Wanneer de klacht (deels) wordt herkend, overlapt de oplossingsruimte waarschijnlijk die van de patiënt. Ruiterlijk spijt betuigen en erkenning geven aan de onvrede helpt, mits oprecht. Wordt de klacht niét herkend, dan ligt het ingewikkelder.
Overigens, ook wanneer je als arts merkt dat een behandelrelatie stroef verloopt of vermoedt dat er een klacht komt, kan je de klachtenfunctionaris vragen om mee te denken.
Wisselen van perspectief
Om partijen dichter bij elkaar te brengen helpt de klachtenfunctionaris de betrokkenen te laten wisselen van perspectief. Dit vraagt dat zij hun eigen emoties of zienswijze tijdelijk parkeren. Wanneer dit wisselen van perspectief – in elk geval bij één van beiden – lukt, kan dit bijdragen aan een oplossing. Soms wordt het duidelijk dat de ene partij van de ander verwacht zich te verplaatsen in diens positie maar zelf actief geholpen moet worden dat ook te doen. Een belangrijk aspect in het werk van de klachtenfunctionaris is dan ook om de zienswijze van klager over te brengen aan de arts. En andersom. Wanneer dat niet lukt, is het lastig om tot een oplossing te komen.

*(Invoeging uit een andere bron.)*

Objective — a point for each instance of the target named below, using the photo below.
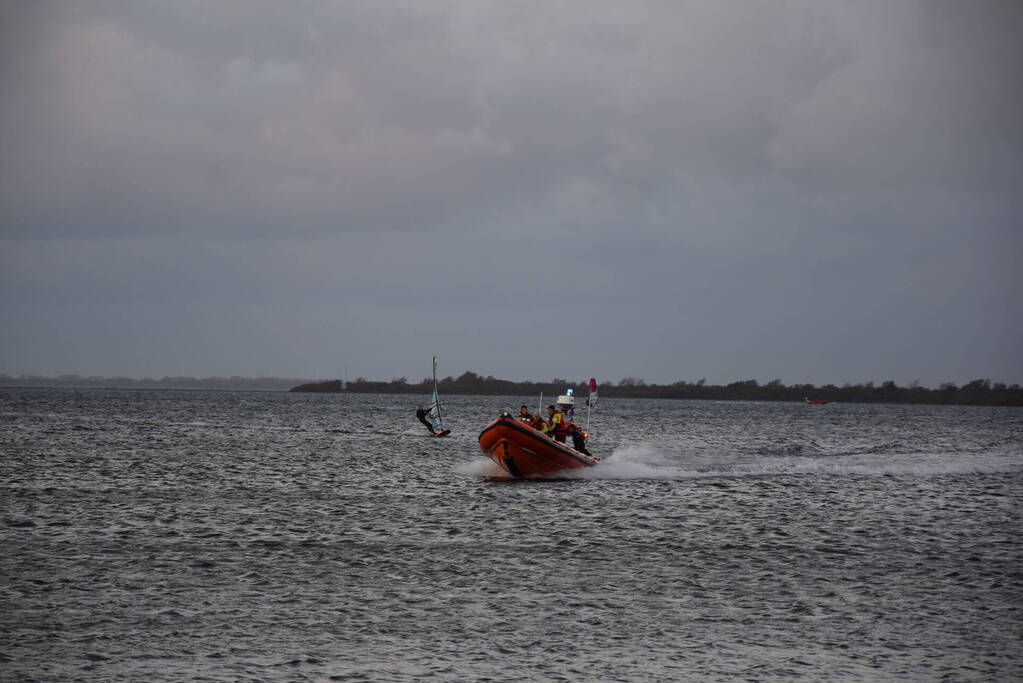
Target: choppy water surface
(264, 536)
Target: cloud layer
(816, 191)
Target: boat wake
(647, 461)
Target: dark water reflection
(226, 536)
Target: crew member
(562, 423)
(420, 414)
(553, 418)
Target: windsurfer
(420, 414)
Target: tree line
(978, 392)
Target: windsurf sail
(435, 409)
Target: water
(233, 536)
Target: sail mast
(437, 397)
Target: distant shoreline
(977, 393)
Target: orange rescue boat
(524, 452)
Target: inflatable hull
(524, 453)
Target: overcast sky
(809, 190)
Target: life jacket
(548, 426)
(562, 424)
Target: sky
(816, 191)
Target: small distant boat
(524, 452)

Geen cadeautje, maar je moet het wel uitpakken
Het is een utopie dat elke klacht naar tevredenheid van de klager kan worden opgelost. De oplossingsruimte van de arts of organisatie hoeft niet overeen te komen met die van de klager. Toch is niets doen geen optie bij een klacht.

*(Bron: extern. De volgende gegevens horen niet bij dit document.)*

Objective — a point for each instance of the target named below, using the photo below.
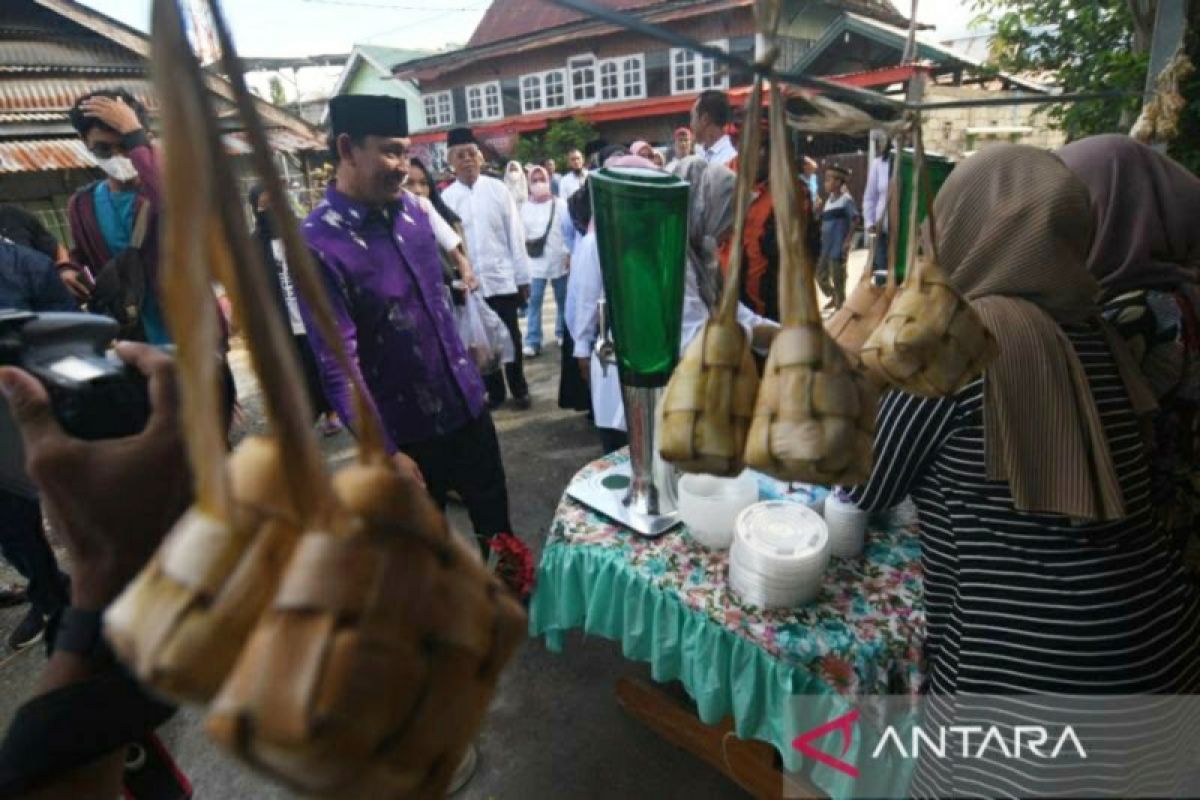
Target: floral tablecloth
(778, 672)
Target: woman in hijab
(549, 240)
(286, 299)
(1146, 256)
(515, 179)
(1044, 569)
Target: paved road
(555, 728)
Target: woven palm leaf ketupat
(815, 415)
(372, 668)
(709, 398)
(376, 663)
(183, 620)
(931, 342)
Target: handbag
(121, 284)
(535, 247)
(868, 305)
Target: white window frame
(639, 91)
(609, 72)
(618, 71)
(533, 95)
(580, 64)
(563, 91)
(483, 91)
(443, 108)
(701, 73)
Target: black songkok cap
(369, 115)
(461, 136)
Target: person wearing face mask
(549, 239)
(102, 215)
(496, 245)
(575, 176)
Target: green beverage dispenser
(939, 170)
(641, 218)
(642, 236)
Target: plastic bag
(483, 332)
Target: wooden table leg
(750, 764)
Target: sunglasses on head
(103, 150)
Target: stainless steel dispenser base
(606, 492)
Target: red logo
(845, 723)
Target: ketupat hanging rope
(815, 415)
(372, 651)
(373, 667)
(931, 342)
(709, 400)
(183, 620)
(868, 305)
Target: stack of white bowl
(709, 506)
(847, 527)
(779, 554)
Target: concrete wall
(947, 131)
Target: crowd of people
(1055, 494)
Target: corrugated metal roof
(511, 18)
(73, 53)
(59, 94)
(41, 155)
(47, 155)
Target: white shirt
(288, 288)
(448, 238)
(721, 152)
(495, 234)
(570, 184)
(535, 216)
(583, 293)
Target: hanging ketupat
(376, 647)
(183, 620)
(931, 342)
(709, 400)
(815, 415)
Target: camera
(93, 392)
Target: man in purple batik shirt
(379, 260)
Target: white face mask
(119, 168)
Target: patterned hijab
(1146, 210)
(1014, 230)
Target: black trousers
(311, 376)
(505, 305)
(23, 543)
(468, 461)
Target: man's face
(833, 182)
(103, 144)
(467, 162)
(377, 168)
(683, 144)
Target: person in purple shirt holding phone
(379, 260)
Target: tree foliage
(1092, 46)
(279, 96)
(561, 137)
(1085, 46)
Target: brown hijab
(1146, 210)
(1014, 230)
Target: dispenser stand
(640, 494)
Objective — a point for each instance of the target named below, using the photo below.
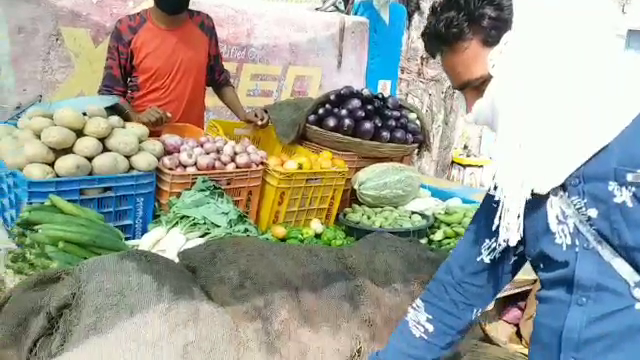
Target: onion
(243, 161)
(198, 151)
(169, 162)
(239, 149)
(205, 163)
(209, 147)
(226, 159)
(187, 158)
(172, 144)
(228, 150)
(191, 142)
(256, 159)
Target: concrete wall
(274, 50)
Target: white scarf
(561, 91)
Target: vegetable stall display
(209, 153)
(60, 234)
(68, 143)
(367, 116)
(203, 213)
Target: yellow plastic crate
(296, 197)
(265, 139)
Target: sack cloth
(234, 298)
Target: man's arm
(463, 287)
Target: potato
(39, 123)
(24, 135)
(141, 131)
(8, 145)
(96, 111)
(115, 121)
(23, 122)
(144, 161)
(123, 142)
(6, 130)
(15, 159)
(37, 171)
(72, 165)
(36, 111)
(97, 127)
(154, 147)
(88, 147)
(69, 119)
(58, 137)
(38, 152)
(110, 163)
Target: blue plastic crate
(127, 203)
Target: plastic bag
(387, 184)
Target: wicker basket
(361, 147)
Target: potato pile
(68, 143)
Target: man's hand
(258, 117)
(153, 117)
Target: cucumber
(81, 237)
(75, 210)
(75, 250)
(39, 218)
(61, 257)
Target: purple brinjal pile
(367, 116)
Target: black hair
(452, 21)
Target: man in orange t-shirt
(160, 61)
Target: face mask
(172, 7)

‘Ruiterlijk spijt betuigen en
erkenning geven aan de onvrede
helpt, mits oprecht’
Het erkennen van de emotie bij de ander, is niet hetzelfde als erkennen dat je iets niet goed hebt gedaan. Wees bewust van je eigen emotie. Wanneer je boosheid of irritatie voelt, ga na, welke van je basisbehoeften met de klacht onrecht worden aangedaan. Als je dát ziet, is het makkelijker om je emotie ‘even te parkeren’ om – in ieder geval in deze fase – ‘de verstandigste’ te kunnen zijn. Probeer daarna zonder oordeel je te verplaatsen in het perspectief van de ander. Vanuit daar lukt het vaak om een reactie te formuleren op de klacht waarbij ook recht wordt gedaan aan de eigen positie. De klachtenfunctionaris kan hierin ondersteunen.
Wkkgz
Elke zorgaanbieder moet voorzien in een klachtenprocedure. In deze procedure legt de zorgaanbieder vast wie er mag klagen, waarover en binnen welke termijn de klacht mag worden ingediend. De route via de klachtenfunctionaris wordt het informele traject genoemd. Wanneer klager ontevreden is over de uitkomst van de bemiddeling kan deze om een formeel oordeel vragen. Dit is de uitspraak van de zorgaanbieder op een klacht. Met dit oordeel is de klachtenprocedure binnen de organisatie afgerond. Wanneer klager niet kan/wil berusten in de uitspraak kan deze dit binnen een jaar voorleggen aan De Geschillencommissie. De uitspraak hiervan is bindend voor beide partijen. De commissie kent geen maatregelen toe, maar kan wel besluiten wanneer een claim onderdeel uitmaakt van het geschil. Toekenning kan tot maximaal 25.000 euro.